L'ouverture de la soirée avec le Chant funèbre composé en 1908 est paradoxalement une nouveauté. Rani Calderon rappelle au public à la fin de la représentation que la partition de l'œuvre n'a été retrouvée, par hasard, qu'en 2014 et jouée à nouveau qu'en 2016 au Théâtre Mariinski, soit 107 ans après sa création à Saint-Pétersbourg. Après une première hexagonale par l'Orchestre national de France en mars 2017, ce n'est que la seconde fois que l'œuvre est jouée en France. Le public n'a pas eu besoin d'attendre les éclairages du chef pour mesurer la chance qui lui est donnée d'entendre cette œuvre singulière. L'oreille de l'auditoire s'amuse à retrouver dans certains passages des sonorités qui rappellent Prince Igor de Borodine ou la Symphonie du Nouveau Monde de Dvořák et l'esprit se promène à travers les joyaux architecturaux de Saint-Pétersbourg.

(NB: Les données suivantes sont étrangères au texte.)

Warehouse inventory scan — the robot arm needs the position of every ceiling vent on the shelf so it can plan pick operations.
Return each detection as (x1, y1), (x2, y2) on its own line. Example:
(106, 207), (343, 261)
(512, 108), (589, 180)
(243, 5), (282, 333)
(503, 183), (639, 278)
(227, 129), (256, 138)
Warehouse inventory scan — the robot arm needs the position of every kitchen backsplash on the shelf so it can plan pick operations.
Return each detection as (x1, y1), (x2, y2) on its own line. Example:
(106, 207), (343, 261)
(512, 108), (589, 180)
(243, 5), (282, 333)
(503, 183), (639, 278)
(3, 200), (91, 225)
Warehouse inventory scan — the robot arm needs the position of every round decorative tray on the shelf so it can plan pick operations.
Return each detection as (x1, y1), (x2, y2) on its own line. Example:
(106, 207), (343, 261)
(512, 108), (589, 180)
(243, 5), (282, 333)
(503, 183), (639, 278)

La suite du programme quitte le froid climat pétersbourgeois pour accueillir la soprano Christina Nilsson et les Quatre derniers Lieder pour soprano et orchestre de Richard Strauss. Ces Lieder s'articulent autour de trois poèmes de Hermann Hesse et d'un dernier de Joseph von Eichendorff. Dans sa robe rose pâle à fleurs, Christina Nilsson célèbre avec le premier poème Frühling l'arrivée du printemps. Si sa posture est d'abord un peu hésitante sur scène, car elle scrute le public comme si elle attendait son approbation, la soprano se laisse ensuite envahir par la félicité véhiculée par le texte et sourit tout le long de son interprétation. Elle place des vibratos harmonieux sur certaines syllabes, et accompagne la joie du poème par sa gestuelle, joignant les mains sur la dernière strophe.
Le violon supersoliste n'a aucune difficulté à faire entendre le texte du deuxième Lied, September, ses coups d'archet communiquant au public l'image des feuilles de l'acacia qui tombent une par une (Golden tropft Blatt und Blatt/ Nieder vom hohen Akazienbaum), et la voix de Christina Nilsson met en lumière les beautés des assonances et des allitérations germaniques, roulant les r et prolongeant les diphtongues comme sur Augen. Sa ligne vocale souple rend grâce à la beauté du poème, qu'elle articule très distinctement, et l'impression d'infinie douceur du texte est véhiculée par la voix satinée de la soprano.
Suit le dernier poème de Hesse, Beim Schlafengehen (En allant dormir) et troisième Lied. Le souffle est un peu laborieux à la première strophe, le son plus haché, mais le public l'oublie vite car le reste du Lied est chanté avec la même grâce que les précédents, et la soprano embrasse toujours la salle du regard, ne se laissant pas décontenancer par la cacophonie d'une sonnerie de portable intempestive en plein milieu de la dernière strophe.
Christina Nilsson termine son récital par le Lied Im Abendrot (Au soleil couchant) poème de von Eichendorff. La ligne vocale est bien articulée, sans effort ni besoin d'ouvrir grand la bouche, le timbre est chaud et harmonieux, en particulier dans les aigus. La gestuelle est toujours en adéquation avec le sens du poème. L'inquiétude et l'interrogation se lisent sur le visage de la soprano lorsqu'elle termine d'égrener la dernière phrase, Wie sind wir wandermüde/ Ist dies etwa der Tod ? (Comme nous sommes fatigués d'errer/ Serait-ce donc la mort ?).
Le public applaudit chaleureusement Christina Nilsson après chaque Lied, avant une ovation finale de plusieurs minutes, conscient du cadeau qui lui a été fait par la soprano. Sereine et souriante, elle se mêle ensuite au public pour écouter la Pastorale sous la baguette de Rani Calderon, qui transmet à l'orchestre sa joie d'être là et de diriger l'œuvre pour conclure la soirée.